Whey is a by-product of the manufacture of cheese from milk. The usual practice is to dispose of it, the usage of whey being not sufficiently developed, though it contains proteins of excellent quality such as beta-lactoglobulin and alpha-lactalbumin. Interaction between kappa-casein and whey protein was examined in order to form new food materials.
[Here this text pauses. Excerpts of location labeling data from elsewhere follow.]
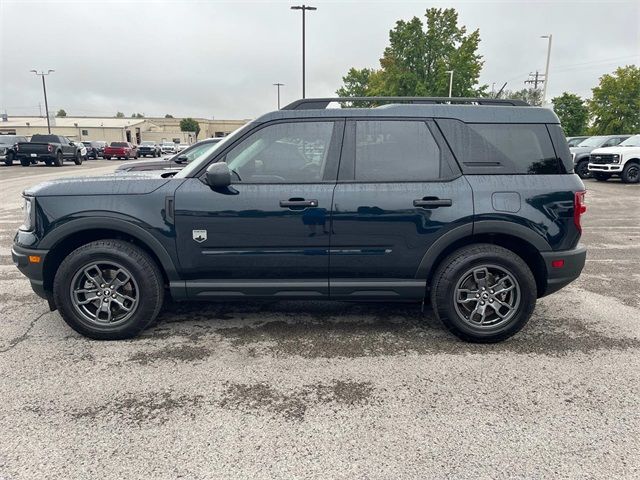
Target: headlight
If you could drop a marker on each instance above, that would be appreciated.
(29, 214)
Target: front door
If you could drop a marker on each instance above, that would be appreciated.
(268, 233)
(398, 191)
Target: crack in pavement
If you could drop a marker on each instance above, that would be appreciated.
(18, 340)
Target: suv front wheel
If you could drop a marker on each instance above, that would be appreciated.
(483, 293)
(108, 290)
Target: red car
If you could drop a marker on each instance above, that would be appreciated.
(124, 150)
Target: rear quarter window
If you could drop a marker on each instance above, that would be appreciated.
(502, 148)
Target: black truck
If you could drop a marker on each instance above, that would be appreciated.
(50, 149)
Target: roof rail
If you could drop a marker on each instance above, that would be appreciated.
(321, 103)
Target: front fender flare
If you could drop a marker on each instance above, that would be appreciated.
(58, 234)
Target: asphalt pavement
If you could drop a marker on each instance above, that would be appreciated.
(328, 390)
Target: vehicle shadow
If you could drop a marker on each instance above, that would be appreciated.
(336, 329)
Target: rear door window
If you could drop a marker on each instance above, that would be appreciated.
(507, 148)
(392, 151)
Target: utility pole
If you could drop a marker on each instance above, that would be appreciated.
(535, 78)
(450, 72)
(44, 88)
(304, 8)
(279, 85)
(546, 70)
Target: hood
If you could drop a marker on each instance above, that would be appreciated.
(579, 150)
(133, 183)
(610, 150)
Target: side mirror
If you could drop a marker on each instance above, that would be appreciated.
(218, 175)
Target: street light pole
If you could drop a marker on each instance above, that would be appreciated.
(450, 72)
(279, 85)
(546, 70)
(304, 8)
(44, 88)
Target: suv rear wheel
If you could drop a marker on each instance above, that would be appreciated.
(483, 293)
(108, 290)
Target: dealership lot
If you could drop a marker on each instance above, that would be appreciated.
(317, 390)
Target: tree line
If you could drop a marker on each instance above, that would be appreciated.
(420, 54)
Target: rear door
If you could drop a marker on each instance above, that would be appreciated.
(398, 191)
(267, 234)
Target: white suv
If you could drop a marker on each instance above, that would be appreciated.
(622, 160)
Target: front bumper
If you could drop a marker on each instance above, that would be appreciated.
(601, 167)
(559, 277)
(34, 271)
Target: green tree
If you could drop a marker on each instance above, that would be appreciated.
(615, 105)
(572, 112)
(418, 58)
(189, 125)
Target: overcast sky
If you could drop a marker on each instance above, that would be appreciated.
(219, 59)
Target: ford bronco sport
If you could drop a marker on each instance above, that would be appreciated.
(470, 204)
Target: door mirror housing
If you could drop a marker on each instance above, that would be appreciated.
(218, 175)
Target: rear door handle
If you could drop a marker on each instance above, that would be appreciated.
(298, 203)
(432, 202)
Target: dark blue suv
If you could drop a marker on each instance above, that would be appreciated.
(471, 204)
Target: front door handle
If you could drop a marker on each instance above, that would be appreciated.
(298, 203)
(432, 202)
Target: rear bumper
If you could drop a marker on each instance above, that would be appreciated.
(559, 277)
(33, 271)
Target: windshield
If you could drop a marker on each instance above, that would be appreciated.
(591, 142)
(631, 142)
(196, 165)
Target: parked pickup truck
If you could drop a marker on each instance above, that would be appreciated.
(124, 150)
(50, 149)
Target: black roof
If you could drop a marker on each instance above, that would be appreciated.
(472, 110)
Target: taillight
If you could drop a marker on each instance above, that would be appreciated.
(579, 208)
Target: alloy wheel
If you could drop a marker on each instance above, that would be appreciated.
(104, 293)
(487, 296)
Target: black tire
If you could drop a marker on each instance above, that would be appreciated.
(601, 177)
(9, 160)
(138, 264)
(631, 173)
(457, 267)
(582, 169)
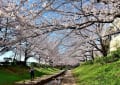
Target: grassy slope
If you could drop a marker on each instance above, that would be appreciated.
(96, 74)
(10, 75)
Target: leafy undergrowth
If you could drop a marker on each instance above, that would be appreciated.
(9, 75)
(97, 74)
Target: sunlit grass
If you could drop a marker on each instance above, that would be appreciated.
(96, 74)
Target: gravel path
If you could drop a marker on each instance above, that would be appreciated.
(68, 79)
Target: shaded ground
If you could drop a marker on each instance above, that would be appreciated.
(68, 79)
(11, 74)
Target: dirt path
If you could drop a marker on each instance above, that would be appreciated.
(68, 79)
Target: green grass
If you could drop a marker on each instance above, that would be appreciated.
(97, 74)
(9, 75)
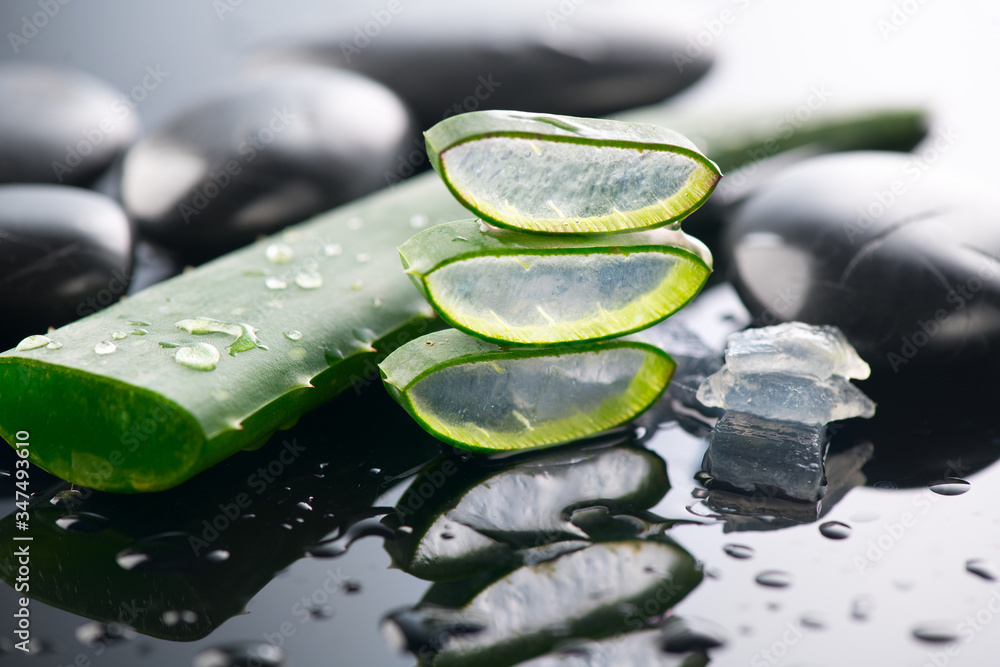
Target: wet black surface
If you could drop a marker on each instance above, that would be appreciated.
(912, 582)
(60, 125)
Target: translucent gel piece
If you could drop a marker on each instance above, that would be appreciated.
(558, 298)
(567, 187)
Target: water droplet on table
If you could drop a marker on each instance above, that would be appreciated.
(835, 530)
(740, 551)
(950, 486)
(96, 633)
(279, 253)
(199, 356)
(774, 579)
(84, 522)
(813, 620)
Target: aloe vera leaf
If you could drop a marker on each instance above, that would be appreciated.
(514, 288)
(566, 175)
(483, 397)
(469, 526)
(591, 593)
(327, 295)
(99, 415)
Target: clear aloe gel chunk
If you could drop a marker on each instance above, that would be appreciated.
(524, 289)
(479, 396)
(566, 175)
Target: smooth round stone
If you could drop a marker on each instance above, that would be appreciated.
(283, 146)
(59, 125)
(899, 255)
(65, 252)
(574, 58)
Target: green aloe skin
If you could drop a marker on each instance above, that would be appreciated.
(147, 393)
(136, 419)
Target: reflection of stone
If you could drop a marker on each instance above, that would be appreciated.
(763, 511)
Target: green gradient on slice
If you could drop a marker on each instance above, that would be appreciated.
(565, 175)
(522, 289)
(479, 396)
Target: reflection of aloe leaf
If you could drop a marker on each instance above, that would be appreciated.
(246, 335)
(595, 592)
(209, 545)
(466, 523)
(484, 397)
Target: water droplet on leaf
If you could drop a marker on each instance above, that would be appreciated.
(774, 579)
(740, 551)
(275, 283)
(309, 280)
(950, 486)
(199, 357)
(33, 343)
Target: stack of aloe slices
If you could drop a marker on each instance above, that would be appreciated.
(576, 246)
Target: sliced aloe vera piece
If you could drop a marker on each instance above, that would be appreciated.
(479, 396)
(525, 289)
(566, 175)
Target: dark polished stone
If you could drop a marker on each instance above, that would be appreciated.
(64, 253)
(60, 125)
(899, 254)
(565, 58)
(281, 147)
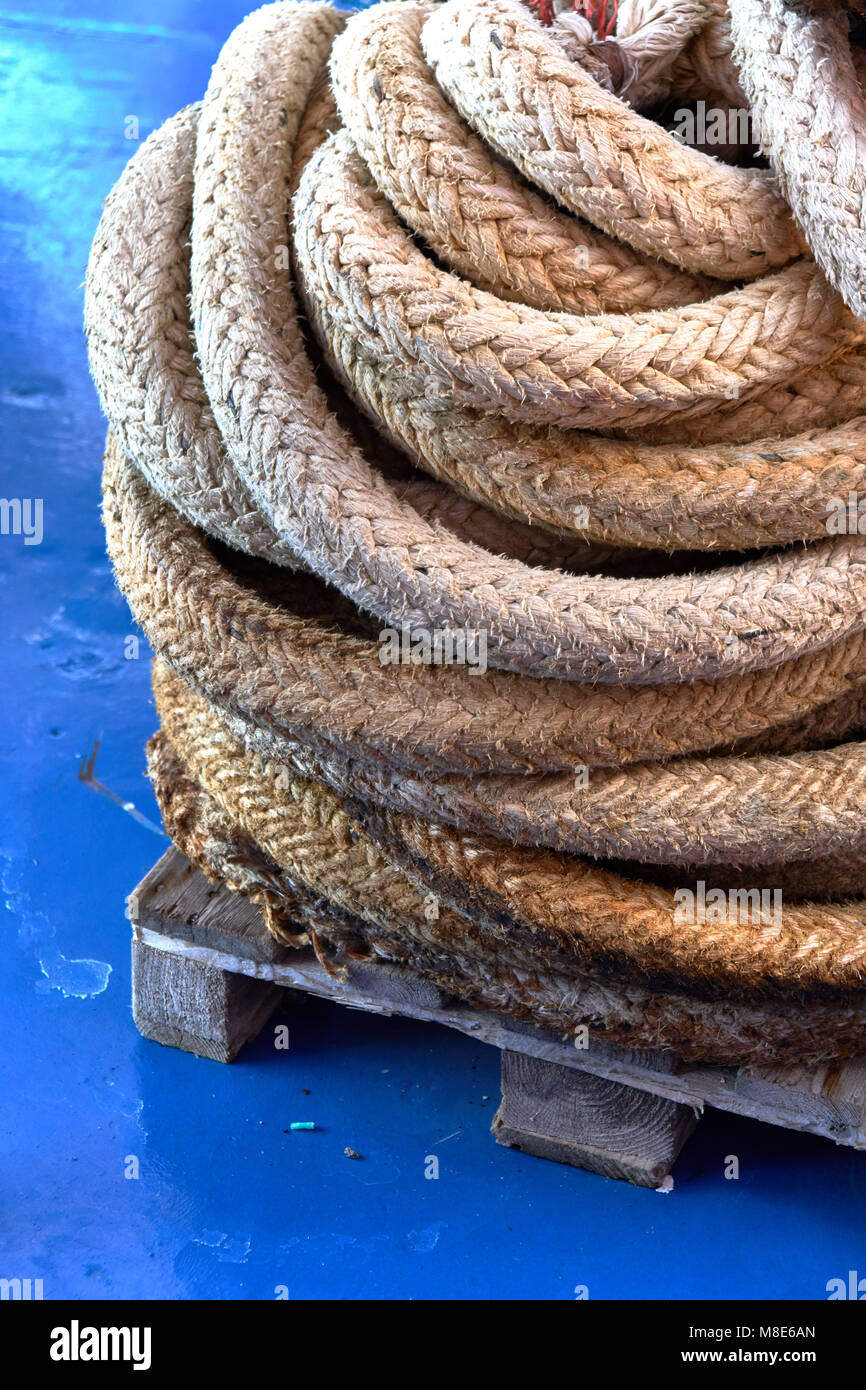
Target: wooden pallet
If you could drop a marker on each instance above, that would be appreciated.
(206, 976)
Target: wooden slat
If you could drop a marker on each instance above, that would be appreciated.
(587, 1121)
(227, 931)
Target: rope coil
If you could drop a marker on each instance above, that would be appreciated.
(666, 710)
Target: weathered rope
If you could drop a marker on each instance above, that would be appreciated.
(570, 387)
(516, 88)
(463, 957)
(805, 92)
(284, 665)
(578, 915)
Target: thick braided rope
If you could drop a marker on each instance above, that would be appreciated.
(574, 912)
(445, 337)
(243, 352)
(483, 221)
(295, 677)
(469, 961)
(635, 57)
(804, 89)
(729, 809)
(142, 362)
(135, 314)
(300, 677)
(516, 88)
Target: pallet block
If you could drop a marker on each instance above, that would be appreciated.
(206, 976)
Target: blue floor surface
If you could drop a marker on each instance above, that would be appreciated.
(227, 1204)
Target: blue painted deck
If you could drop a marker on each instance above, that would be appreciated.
(228, 1204)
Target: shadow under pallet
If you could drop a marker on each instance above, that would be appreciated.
(207, 975)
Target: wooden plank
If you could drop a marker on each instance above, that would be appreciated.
(175, 893)
(819, 1100)
(576, 1118)
(196, 1007)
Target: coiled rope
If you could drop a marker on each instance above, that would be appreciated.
(672, 717)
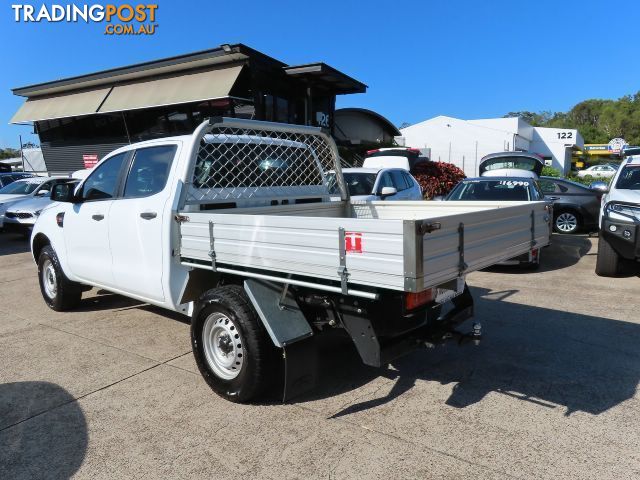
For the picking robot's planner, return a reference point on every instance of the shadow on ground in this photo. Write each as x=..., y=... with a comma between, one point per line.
x=43, y=431
x=10, y=244
x=547, y=357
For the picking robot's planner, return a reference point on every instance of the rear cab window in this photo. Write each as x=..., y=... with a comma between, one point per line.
x=149, y=171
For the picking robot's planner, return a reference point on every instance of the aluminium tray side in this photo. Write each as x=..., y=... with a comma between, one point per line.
x=392, y=254
x=307, y=246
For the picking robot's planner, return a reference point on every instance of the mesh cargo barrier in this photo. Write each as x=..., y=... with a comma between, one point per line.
x=259, y=162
Gelation of the heat-induced complex between kappa-casein and alpha-lactalbumin is described in this paper. alpha-Lactalbumin was easily separated from whey protein by the gel filtration technique on a Toyopearl HW-50 column at pH 6.0. Heat treatment facilitated the hydrolysis of a mixture of kappa-casein and alpha-lactalbumin by trypsin, alpha-chymotrypsin and pronase. Heat treatment at above 75 degrees C and a protein level of over 5% were needed to form gel in 35 mM phosphate buffer, pH 7.6, containing 0.4 M NaCl. The temperature was in agreement with that at which alpha-lactalbumin denatured and formed the complex with kappa-casein. Decrease of soluble protein concentration and increase of turbidity were induced with gelation. Gel was not formed when only kappa-casein or alpha-lactalbumin was heated under the appropriate conditions. It was considered that a kappa-casein-alpha-lactalbumin gel was formed from a complex of the two proteins by heat treatment. The breaking stress of kappa-casein-alpha-lactalbumin gel was less than that of kappa-casein-beta-lactoglobulin gel. If the pH was reduced to 5.8 after complex formation by the two proteins, gel was formed at a low protein concentration compared with that with no alteration of pH.